Llama 3 405B: Large-Scale Cluster

# train_configs/llama3_405b_large.toml

[training]
batch_size = 1
seq_len = 2048
data_parallel_replicate_degree = 4   # DDP
data_parallel_shard_degree = 8       # FSDP
tensor_parallel_degree = 8           # TP

[experimental]
pipeline_parallel_degree = 8         # PP

# Total GPUs = 4 x 8 x 8 x 8 = 2048

Conclusion: What torchtitan Teaches Us

torchtitan goes beyond being a simple training tool — it is an educational resource that clearly demonstrates the best practices of modern LLM distributed training.

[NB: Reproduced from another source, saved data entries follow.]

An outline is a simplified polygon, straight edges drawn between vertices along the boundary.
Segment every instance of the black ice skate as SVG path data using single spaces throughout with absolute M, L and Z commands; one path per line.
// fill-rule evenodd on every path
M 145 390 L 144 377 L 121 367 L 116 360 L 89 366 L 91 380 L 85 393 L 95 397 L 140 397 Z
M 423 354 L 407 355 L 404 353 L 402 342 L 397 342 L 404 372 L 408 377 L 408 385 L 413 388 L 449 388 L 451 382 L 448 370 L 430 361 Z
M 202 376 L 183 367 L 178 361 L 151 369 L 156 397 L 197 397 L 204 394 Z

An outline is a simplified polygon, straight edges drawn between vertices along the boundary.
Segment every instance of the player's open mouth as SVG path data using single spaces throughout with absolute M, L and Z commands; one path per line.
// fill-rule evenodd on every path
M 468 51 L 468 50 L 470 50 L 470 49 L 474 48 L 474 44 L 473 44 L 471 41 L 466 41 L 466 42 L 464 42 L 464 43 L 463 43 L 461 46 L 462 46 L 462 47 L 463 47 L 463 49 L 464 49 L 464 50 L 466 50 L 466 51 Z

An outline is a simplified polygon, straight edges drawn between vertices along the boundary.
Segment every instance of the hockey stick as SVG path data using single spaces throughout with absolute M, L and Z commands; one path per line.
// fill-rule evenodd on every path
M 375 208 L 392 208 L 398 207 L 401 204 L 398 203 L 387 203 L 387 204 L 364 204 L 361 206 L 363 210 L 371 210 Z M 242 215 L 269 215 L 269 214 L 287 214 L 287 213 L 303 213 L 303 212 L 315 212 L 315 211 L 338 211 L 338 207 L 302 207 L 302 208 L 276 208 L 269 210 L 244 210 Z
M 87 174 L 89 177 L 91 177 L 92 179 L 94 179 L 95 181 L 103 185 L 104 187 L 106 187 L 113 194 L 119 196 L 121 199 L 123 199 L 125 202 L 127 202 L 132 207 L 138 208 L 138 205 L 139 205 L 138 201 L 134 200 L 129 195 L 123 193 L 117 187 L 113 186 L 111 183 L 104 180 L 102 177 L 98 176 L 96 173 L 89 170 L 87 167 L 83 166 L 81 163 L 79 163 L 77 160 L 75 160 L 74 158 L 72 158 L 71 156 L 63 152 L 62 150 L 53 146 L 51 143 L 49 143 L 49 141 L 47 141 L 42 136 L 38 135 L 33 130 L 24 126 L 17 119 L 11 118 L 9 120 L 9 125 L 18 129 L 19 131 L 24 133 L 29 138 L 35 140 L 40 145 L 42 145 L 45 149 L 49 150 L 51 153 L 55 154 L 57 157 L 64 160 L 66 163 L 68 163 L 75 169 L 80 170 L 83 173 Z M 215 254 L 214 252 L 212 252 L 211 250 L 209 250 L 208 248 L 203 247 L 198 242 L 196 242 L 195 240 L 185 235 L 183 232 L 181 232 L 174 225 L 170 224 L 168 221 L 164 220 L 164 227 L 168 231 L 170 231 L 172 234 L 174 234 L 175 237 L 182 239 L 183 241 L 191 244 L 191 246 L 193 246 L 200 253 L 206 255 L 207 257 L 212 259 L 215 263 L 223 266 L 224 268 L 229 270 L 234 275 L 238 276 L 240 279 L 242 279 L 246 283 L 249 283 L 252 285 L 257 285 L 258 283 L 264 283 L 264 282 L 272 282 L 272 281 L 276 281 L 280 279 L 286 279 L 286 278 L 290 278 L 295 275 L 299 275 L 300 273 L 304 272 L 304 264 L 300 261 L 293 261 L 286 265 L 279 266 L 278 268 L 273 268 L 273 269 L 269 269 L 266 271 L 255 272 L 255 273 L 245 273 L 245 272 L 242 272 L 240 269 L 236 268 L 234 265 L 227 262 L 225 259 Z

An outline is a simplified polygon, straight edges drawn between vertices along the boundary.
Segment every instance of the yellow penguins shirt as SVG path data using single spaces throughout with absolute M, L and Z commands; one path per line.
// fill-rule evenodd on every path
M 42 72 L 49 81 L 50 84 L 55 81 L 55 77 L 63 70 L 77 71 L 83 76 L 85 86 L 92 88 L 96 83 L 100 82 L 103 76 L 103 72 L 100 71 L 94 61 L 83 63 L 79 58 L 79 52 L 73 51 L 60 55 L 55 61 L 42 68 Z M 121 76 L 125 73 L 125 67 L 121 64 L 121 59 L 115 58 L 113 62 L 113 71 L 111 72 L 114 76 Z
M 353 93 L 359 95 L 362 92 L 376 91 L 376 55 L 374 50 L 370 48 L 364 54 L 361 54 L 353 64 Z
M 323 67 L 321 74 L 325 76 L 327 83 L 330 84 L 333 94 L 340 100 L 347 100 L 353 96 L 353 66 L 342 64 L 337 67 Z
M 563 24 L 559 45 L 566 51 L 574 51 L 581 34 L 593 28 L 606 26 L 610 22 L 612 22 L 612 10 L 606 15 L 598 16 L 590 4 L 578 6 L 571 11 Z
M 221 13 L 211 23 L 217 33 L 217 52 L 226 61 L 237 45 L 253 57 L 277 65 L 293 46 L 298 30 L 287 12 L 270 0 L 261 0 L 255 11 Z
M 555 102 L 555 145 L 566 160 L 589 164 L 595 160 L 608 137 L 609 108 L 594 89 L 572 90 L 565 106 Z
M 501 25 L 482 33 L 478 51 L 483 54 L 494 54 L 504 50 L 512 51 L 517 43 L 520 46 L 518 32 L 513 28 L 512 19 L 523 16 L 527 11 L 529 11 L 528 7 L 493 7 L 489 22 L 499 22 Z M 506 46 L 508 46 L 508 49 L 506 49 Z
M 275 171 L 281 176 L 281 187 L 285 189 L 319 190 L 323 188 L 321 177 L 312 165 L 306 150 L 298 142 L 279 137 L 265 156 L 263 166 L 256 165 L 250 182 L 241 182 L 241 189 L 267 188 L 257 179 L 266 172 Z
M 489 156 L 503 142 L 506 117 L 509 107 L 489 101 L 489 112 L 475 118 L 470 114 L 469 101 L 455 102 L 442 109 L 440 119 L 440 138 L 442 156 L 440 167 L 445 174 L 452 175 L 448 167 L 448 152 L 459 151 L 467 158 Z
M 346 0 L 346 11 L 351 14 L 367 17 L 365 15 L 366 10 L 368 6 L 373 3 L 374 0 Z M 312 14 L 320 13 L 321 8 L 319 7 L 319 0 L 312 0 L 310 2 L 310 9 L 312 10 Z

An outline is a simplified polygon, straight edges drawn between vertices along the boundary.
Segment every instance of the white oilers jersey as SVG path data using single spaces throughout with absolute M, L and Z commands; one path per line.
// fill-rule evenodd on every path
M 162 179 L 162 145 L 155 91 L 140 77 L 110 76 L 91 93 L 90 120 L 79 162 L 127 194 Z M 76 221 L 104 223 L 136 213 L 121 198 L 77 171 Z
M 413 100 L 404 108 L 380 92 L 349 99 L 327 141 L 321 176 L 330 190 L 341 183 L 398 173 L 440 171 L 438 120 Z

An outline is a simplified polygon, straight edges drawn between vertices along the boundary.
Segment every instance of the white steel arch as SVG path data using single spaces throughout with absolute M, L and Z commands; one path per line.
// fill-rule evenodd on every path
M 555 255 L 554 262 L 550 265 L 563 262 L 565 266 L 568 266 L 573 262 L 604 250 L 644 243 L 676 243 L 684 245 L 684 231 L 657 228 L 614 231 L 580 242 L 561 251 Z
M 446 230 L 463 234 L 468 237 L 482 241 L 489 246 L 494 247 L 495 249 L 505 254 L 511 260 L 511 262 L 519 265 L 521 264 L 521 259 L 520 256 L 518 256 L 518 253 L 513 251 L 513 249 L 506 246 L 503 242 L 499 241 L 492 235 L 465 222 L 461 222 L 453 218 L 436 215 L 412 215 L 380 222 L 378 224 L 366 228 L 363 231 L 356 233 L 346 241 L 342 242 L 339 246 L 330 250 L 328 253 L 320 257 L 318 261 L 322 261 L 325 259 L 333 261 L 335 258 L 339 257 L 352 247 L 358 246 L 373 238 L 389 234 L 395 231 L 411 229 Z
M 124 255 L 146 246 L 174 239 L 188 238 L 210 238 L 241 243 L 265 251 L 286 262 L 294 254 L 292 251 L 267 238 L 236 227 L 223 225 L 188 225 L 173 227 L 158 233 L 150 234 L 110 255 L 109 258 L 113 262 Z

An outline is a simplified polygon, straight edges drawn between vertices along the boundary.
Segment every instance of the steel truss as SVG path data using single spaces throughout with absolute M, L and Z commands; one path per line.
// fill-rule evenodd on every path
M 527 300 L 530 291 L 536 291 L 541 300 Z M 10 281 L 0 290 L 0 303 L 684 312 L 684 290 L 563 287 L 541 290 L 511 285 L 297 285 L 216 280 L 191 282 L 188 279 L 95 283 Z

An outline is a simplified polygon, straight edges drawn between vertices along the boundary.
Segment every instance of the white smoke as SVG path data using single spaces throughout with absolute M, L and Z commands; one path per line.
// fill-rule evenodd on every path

Key takeaways from this guide:

  1. 4D Parallelism: Combining DP, TP, PP, and SP to efficiently utilize thousands of GPUs
  2. FSDP2: ZeRO-3-level memory efficiency with PyTorch native APIs
  3. Flash Attention: O(N²) memory becomes O(N); 2-4x speedup
  4. Async Checkpointing: Save checkpoints without stopping training
  5. MFU optimization: Targeting 40-65% of theoretical GPU performance

Distributed training is a complex domain where hardware, software, and algorithms intersect. torchtitan exposes this complexity in the most transparent way possible, making learning and experimentation accessible. Run the code yourself, experiment with different parallelization combinations, and develop your intuition for distributed training.